New England Yearly Meeting of Friends Quaker History Collection
During the early twentieth century, the library at the Moses Brown School (formerly the Friends Boarding School) became an informal repository for Quaker manuscripts reflecting the history and work of the Society of Friends. Most of these materials were later transferred for custody to the school’s governing body, the New England Yearly Meeting of Friends.

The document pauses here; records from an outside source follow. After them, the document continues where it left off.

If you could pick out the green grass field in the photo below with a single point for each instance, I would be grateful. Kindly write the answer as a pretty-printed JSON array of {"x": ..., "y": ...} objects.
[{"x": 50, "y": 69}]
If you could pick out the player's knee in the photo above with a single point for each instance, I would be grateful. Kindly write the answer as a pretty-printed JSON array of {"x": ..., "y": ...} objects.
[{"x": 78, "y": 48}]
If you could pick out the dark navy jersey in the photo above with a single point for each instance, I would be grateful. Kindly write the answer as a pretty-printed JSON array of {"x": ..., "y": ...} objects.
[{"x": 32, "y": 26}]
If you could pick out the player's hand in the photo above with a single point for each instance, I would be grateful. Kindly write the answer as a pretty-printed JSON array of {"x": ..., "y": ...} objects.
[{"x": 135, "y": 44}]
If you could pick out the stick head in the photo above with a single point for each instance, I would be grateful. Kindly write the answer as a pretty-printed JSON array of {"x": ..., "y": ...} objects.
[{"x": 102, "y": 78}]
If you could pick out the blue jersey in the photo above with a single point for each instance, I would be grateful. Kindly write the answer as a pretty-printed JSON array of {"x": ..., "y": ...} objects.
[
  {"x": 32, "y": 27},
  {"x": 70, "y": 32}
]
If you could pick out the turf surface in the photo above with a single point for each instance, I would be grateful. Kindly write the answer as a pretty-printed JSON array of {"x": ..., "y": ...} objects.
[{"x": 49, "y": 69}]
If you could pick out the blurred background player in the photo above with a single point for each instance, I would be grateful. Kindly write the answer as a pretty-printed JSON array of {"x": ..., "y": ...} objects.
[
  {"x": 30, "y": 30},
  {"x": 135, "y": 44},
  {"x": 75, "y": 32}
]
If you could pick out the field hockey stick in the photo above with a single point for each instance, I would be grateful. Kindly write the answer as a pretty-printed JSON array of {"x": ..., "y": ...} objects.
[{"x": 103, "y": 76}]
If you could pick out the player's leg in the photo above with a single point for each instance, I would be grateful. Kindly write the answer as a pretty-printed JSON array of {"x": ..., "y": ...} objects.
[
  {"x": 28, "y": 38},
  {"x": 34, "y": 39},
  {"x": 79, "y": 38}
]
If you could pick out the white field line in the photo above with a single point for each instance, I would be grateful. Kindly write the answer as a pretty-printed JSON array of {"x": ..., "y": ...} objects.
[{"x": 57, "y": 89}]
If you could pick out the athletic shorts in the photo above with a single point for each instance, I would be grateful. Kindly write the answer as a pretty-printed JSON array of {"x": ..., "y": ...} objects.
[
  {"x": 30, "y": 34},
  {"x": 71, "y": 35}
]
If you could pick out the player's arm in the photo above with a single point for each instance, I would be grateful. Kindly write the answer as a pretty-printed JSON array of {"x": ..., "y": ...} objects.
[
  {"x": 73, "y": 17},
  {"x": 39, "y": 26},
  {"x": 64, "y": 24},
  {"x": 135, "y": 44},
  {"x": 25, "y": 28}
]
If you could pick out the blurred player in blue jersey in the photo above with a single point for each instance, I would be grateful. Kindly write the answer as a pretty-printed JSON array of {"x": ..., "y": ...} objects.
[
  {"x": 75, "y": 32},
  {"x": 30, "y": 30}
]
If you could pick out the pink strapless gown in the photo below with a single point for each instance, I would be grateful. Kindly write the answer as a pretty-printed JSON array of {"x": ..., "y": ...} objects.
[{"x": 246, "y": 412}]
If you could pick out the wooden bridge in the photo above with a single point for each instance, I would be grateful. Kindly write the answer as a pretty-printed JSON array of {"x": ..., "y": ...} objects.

This miscellaneous assortment of letters was apparently set aside by the staff at the Moses Brown School due to their historical content and preserved in the “vault.” Many of the letters appear to have been retained as good examples of Quaker expression of family and friendly bonds or as documentation about significant periods in Quaker history, particularly the Gurneyite-Wilburite controversy of the 1840s, and several touch on Quaker involvement in the antislavery and peace movements. Of special note are four interesting letters from the Quaker minister and social reformer, Elizabeth Comstock, written during and just after the Civil War; a series of nine lengthy letters from a visiting English minister Isaac Stephenson, traveling through New England meetings; a substantial series of letters from prominent Friend Samuel Boyd Tobey; and three letters from Harriet Beecher Stowe to Sarah F. Tobey regarding attempts to connect Stowe with Alexander T. Stewart in hopes of raising funds for her plans for the education of women.